# Tropical Wine



## RobertChartier (Sep 18, 2014)

Hey all.
Looking to make a "tropical" wine. I recently made a pineapple (from concentrates) and it came out quite good.

I'm toying with some or all of the following fresh fruits, which will be frozen then thawed prior to making the wine.

Pineapple
Banana
Papya
Mango

Now, I know these fruits will taste decent together, AS FRUIT, but how do the flavors interact when fermented? I'm also concerned about proportions. the last thing I want to do is add 4 fruits and only have 1 flavor come forward.

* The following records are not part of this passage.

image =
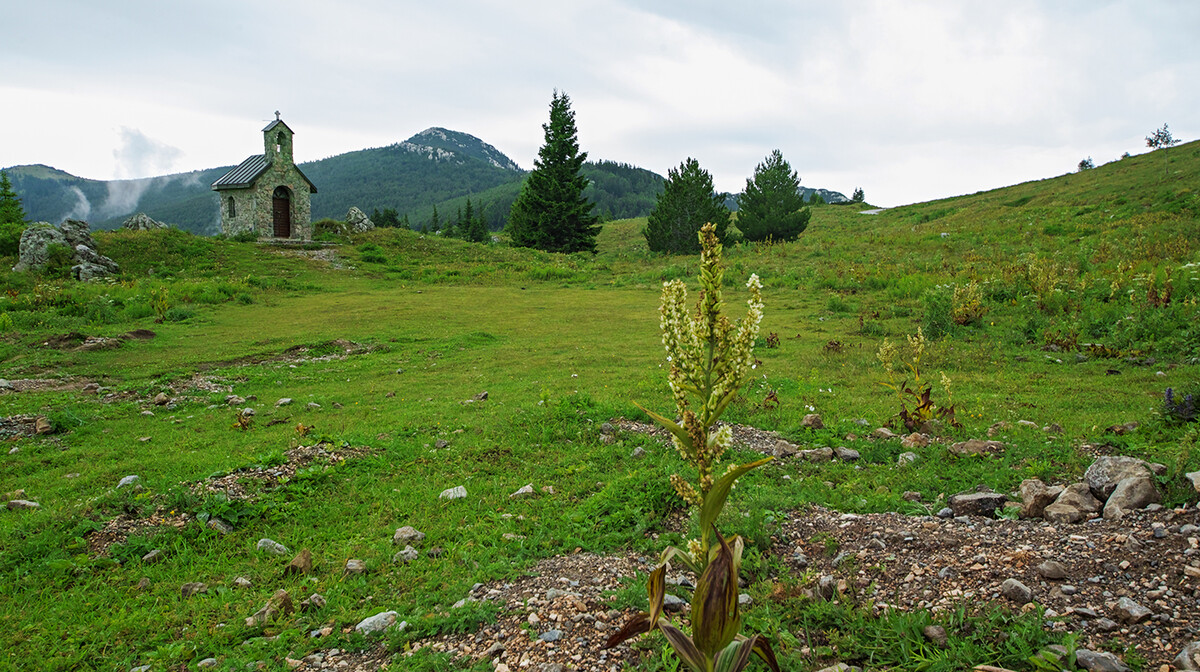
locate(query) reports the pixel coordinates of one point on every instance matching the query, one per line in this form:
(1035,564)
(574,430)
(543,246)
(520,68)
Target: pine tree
(12,219)
(551,213)
(11,211)
(687,203)
(772,205)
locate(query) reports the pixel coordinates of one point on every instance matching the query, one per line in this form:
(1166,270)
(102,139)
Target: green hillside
(1054,316)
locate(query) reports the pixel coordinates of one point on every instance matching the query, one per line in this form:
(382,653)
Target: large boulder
(87,262)
(35,243)
(1108,471)
(142,222)
(358,221)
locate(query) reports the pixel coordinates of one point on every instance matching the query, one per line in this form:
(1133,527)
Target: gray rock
(672,604)
(1128,611)
(357,221)
(1188,658)
(1132,493)
(1108,471)
(407,534)
(1095,661)
(378,623)
(935,634)
(823,454)
(846,454)
(1051,570)
(1015,591)
(456,492)
(406,556)
(35,241)
(976,448)
(142,222)
(977,503)
(1036,497)
(271,547)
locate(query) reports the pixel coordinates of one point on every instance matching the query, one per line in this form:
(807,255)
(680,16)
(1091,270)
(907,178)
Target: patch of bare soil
(241,484)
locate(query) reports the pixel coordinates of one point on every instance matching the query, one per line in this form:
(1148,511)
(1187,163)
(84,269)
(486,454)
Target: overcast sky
(909,100)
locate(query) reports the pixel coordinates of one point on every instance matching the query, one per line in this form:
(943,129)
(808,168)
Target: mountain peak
(443,144)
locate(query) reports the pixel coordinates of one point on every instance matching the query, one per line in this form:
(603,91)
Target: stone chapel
(267,193)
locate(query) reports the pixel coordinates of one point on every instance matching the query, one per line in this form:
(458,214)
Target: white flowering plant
(709,359)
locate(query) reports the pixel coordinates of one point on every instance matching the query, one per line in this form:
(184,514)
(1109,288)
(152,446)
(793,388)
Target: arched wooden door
(281,213)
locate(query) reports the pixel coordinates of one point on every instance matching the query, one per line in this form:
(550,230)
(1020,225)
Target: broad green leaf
(715,498)
(735,657)
(684,648)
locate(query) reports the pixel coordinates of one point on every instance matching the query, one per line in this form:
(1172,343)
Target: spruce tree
(685,204)
(772,205)
(551,213)
(12,219)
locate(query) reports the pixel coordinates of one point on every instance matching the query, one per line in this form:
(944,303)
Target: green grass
(562,343)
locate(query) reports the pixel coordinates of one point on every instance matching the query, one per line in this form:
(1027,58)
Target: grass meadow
(1069,301)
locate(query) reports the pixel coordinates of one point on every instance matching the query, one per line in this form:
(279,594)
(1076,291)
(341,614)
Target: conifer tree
(12,217)
(685,204)
(772,205)
(551,214)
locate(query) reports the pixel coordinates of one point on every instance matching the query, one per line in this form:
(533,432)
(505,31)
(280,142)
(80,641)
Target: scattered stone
(193,588)
(936,634)
(315,601)
(279,605)
(378,623)
(846,454)
(1108,471)
(407,534)
(1129,611)
(406,556)
(1015,591)
(981,503)
(271,547)
(1051,570)
(300,564)
(976,448)
(456,492)
(523,491)
(220,526)
(1095,661)
(1036,497)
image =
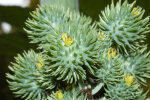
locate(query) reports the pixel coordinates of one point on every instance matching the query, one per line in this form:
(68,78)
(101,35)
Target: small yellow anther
(101,36)
(130,79)
(58,95)
(39,64)
(67,40)
(135,11)
(111,53)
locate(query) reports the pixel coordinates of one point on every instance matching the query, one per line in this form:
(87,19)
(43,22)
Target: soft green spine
(67,63)
(139,64)
(128,31)
(111,71)
(25,80)
(121,91)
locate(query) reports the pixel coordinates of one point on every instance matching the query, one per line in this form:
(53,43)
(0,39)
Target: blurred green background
(16,40)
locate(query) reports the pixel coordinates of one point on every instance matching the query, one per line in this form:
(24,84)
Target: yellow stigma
(58,95)
(111,53)
(135,11)
(130,79)
(101,36)
(39,64)
(67,40)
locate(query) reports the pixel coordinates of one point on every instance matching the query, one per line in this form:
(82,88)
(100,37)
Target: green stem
(71,4)
(97,88)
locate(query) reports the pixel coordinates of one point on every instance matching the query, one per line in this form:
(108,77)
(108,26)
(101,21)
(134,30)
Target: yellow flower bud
(67,40)
(130,79)
(58,95)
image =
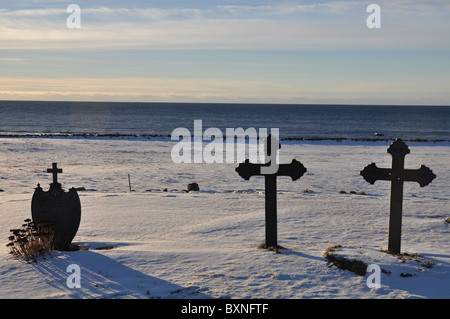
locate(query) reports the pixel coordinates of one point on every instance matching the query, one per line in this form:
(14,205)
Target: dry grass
(31,241)
(357,266)
(271,248)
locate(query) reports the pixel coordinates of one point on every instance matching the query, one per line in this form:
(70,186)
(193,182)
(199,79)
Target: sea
(158,120)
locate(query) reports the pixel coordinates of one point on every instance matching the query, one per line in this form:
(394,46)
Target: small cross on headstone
(397,175)
(295,170)
(55,171)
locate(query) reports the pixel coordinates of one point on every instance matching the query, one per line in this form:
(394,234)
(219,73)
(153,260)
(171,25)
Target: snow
(170,244)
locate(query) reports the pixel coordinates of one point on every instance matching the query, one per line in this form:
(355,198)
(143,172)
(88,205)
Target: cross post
(397,175)
(294,170)
(55,171)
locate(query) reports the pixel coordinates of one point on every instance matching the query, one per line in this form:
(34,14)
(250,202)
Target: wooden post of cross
(397,175)
(295,170)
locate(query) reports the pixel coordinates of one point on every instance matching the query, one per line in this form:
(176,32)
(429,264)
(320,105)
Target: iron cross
(397,175)
(54,170)
(295,170)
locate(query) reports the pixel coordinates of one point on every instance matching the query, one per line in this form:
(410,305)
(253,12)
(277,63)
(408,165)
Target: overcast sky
(282,51)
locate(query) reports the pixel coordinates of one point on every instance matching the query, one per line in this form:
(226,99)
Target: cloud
(333,24)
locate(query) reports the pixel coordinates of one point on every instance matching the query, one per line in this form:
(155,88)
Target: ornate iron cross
(295,170)
(397,175)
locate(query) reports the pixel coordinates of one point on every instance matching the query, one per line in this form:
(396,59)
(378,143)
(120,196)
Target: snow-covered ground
(167,243)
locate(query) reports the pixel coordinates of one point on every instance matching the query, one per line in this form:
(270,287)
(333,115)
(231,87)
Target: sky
(283,51)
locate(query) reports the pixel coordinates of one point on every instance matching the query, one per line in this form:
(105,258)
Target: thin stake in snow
(129,183)
(55,171)
(397,175)
(295,170)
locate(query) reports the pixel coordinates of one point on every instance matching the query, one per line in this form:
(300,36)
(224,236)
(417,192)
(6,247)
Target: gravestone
(295,170)
(397,175)
(60,209)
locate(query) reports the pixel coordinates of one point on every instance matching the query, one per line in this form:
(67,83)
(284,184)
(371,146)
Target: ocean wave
(161,137)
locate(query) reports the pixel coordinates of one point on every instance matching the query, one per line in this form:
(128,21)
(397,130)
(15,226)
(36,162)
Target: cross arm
(423,175)
(295,170)
(371,173)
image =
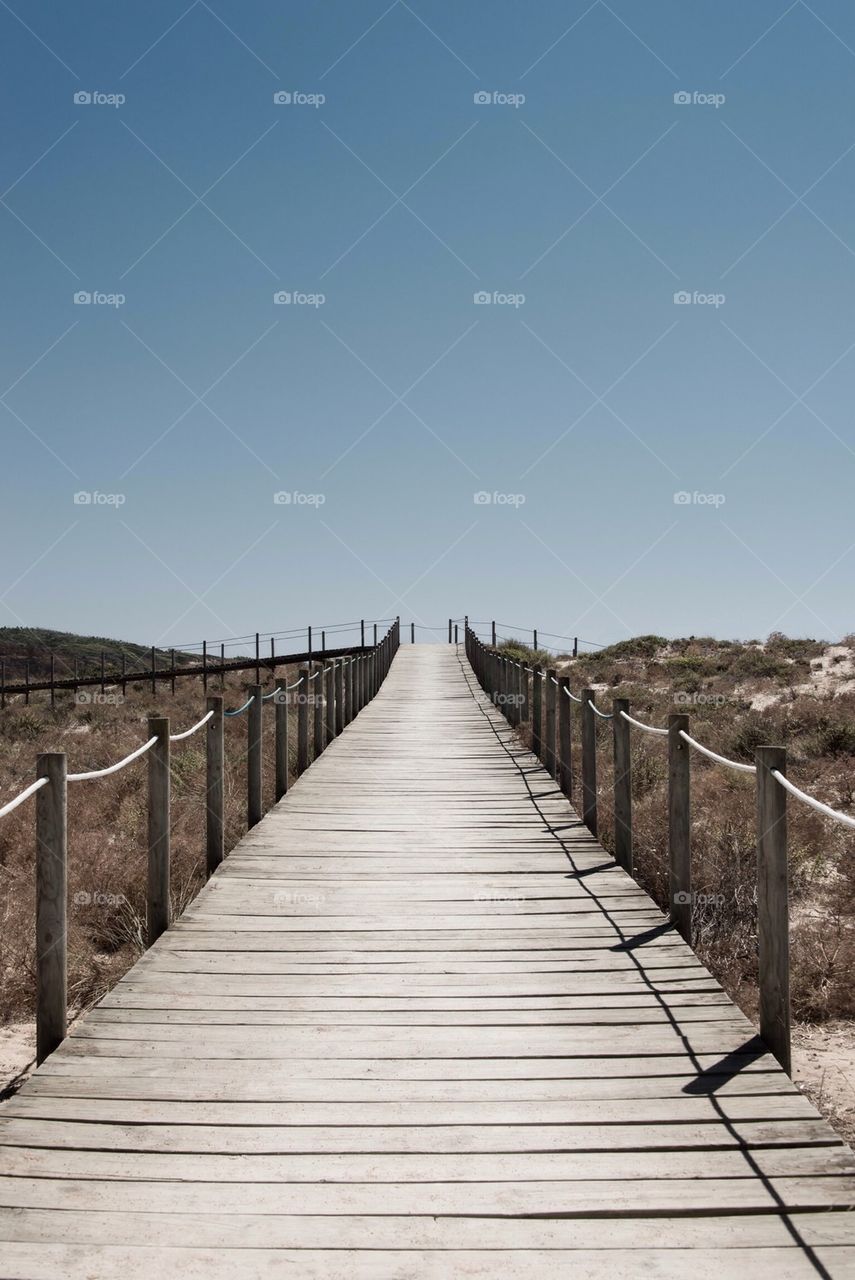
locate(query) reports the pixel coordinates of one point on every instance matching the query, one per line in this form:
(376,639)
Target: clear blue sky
(399,197)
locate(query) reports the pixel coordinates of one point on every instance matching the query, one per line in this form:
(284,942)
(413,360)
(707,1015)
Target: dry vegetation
(792,693)
(106,826)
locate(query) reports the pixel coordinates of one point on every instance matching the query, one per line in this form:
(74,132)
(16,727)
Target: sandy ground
(823,1069)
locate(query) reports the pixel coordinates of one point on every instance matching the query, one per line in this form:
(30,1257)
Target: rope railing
(188,732)
(111,768)
(10,805)
(353,681)
(525,699)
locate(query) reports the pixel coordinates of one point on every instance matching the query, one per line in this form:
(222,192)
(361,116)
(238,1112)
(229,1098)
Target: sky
(318,311)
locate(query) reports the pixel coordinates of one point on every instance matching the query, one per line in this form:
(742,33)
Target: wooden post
(622,785)
(302,691)
(773,903)
(159,787)
(329,694)
(255,805)
(679,826)
(215,785)
(536,703)
(318,713)
(565,739)
(280,714)
(339,696)
(549,752)
(589,762)
(51,905)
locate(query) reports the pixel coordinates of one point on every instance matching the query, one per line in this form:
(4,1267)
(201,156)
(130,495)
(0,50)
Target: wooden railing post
(622,785)
(773,904)
(589,762)
(329,695)
(51,905)
(679,826)
(318,712)
(303,693)
(536,711)
(215,786)
(565,776)
(159,791)
(339,696)
(549,746)
(280,720)
(255,807)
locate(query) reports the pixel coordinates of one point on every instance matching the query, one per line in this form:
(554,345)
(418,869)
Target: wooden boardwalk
(419,1024)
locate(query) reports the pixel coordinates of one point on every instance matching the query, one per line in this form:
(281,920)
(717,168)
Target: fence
(210,664)
(344,686)
(542,700)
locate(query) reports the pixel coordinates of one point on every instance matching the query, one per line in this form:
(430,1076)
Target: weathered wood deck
(419,1024)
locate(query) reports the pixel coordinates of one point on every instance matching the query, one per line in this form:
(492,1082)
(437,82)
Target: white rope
(648,728)
(814,804)
(719,759)
(188,732)
(113,768)
(24,795)
(238,711)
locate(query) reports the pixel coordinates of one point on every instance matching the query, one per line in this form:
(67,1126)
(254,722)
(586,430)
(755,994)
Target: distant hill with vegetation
(35,645)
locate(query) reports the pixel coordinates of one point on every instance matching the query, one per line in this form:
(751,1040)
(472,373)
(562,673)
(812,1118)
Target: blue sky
(581,400)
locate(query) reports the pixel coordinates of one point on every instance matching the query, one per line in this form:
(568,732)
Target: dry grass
(721,685)
(106,826)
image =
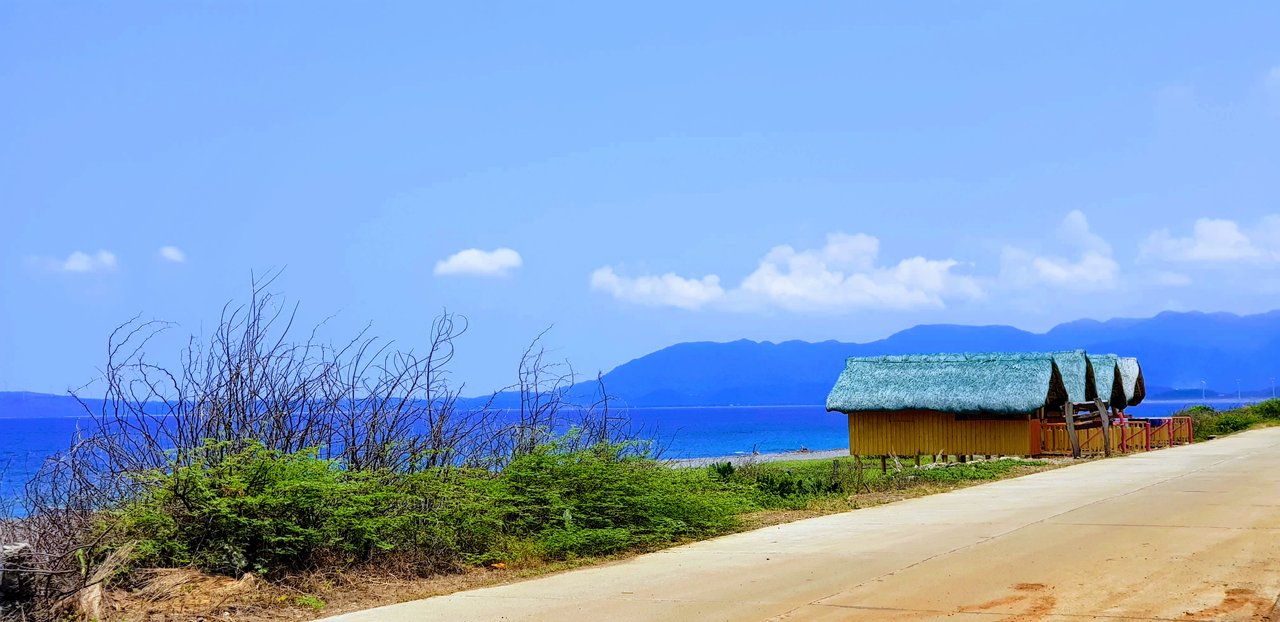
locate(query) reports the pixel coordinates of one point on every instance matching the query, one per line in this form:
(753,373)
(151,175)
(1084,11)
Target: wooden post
(1106,426)
(1069,414)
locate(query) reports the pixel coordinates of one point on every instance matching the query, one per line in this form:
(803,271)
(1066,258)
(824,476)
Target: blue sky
(635,177)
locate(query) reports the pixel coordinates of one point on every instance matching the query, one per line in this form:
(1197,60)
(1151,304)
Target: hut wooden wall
(908,433)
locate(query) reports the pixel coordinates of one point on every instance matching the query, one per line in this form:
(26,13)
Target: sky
(630,177)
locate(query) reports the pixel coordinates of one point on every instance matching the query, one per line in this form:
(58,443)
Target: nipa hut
(976,403)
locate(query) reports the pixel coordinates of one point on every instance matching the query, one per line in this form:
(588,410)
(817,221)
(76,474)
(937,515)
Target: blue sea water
(680,433)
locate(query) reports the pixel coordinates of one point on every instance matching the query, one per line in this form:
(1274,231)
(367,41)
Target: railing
(1133,435)
(1161,435)
(1125,438)
(1180,430)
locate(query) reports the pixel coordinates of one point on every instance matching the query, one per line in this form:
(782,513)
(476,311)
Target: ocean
(679,431)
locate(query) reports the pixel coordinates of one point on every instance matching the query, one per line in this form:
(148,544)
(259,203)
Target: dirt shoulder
(187,594)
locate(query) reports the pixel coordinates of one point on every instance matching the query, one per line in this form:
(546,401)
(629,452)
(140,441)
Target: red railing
(1180,430)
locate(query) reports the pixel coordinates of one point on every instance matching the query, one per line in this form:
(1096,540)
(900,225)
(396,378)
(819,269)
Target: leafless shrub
(359,402)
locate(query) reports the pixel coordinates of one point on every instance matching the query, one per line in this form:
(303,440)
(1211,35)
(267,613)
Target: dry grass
(170,595)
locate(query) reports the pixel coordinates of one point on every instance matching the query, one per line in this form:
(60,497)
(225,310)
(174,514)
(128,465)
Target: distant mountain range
(1176,350)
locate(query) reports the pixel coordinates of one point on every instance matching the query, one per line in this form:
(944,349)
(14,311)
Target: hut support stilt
(1069,414)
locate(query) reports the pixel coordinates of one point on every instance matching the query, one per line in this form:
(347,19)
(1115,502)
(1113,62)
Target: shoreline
(758,457)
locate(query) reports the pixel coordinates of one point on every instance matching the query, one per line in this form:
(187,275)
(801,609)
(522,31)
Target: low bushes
(792,484)
(264,511)
(1208,422)
(255,510)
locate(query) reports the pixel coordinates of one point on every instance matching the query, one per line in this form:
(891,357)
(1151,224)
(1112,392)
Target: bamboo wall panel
(929,433)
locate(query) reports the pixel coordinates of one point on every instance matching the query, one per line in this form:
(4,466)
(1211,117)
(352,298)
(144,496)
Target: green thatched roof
(1130,376)
(1077,373)
(1106,379)
(1118,379)
(1000,383)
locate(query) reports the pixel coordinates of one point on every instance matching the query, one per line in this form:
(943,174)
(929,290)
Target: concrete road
(1191,533)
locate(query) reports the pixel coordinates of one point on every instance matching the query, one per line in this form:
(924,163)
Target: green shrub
(261,511)
(593,502)
(1267,410)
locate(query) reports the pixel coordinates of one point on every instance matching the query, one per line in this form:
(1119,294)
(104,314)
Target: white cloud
(1093,269)
(474,261)
(173,254)
(840,275)
(667,289)
(80,261)
(1171,279)
(1212,241)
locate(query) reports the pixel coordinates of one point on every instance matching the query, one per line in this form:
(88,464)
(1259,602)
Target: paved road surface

I'm looking for any and all comments folks have, especially if you've made a wine with 2 or more of these in the same batch.


----------



## BernardSmith (Sep 18, 2014)

Dumb answer, perhaps but why not make one or two gallons of each separately and then combine two or more in different proportions to see what you prefer ( eg 1 unit of banana with 2 papaya and 3 mango or 1 pineapple with 2 banana 2 mango and 2 papaya or 3 pineapple, 1 banana, 1 mango, 1 papaya etc etc). If each tastes better unblended then you know , if you discover that you really like 4 units of banana with 1 of papaya but only if you don't add mango or pineapple then you know that too...


----------



## calvin (Sep 18, 2014)

BernardSmith said:


> Dumb answer, perhaps but why not make one or two gallons of each separately and then combine two or more in different proportions to see what you prefer ( eg 1 unit of banana with 2 papaya and 3 mango or 1 pineapple with 2 banana 2 mango and 2 papaya or 3 pineapple, 1 banana, 1 mango, 1 papaya etc etc). If each tastes better unblended then you know , if you discover that you really like 4 units of banana with 1 of papaya but only if you don't add mango or pineapple then you know that too...





That seams like a great answer to me! Sounds like a lot if work but it could really pay off in the end.


----------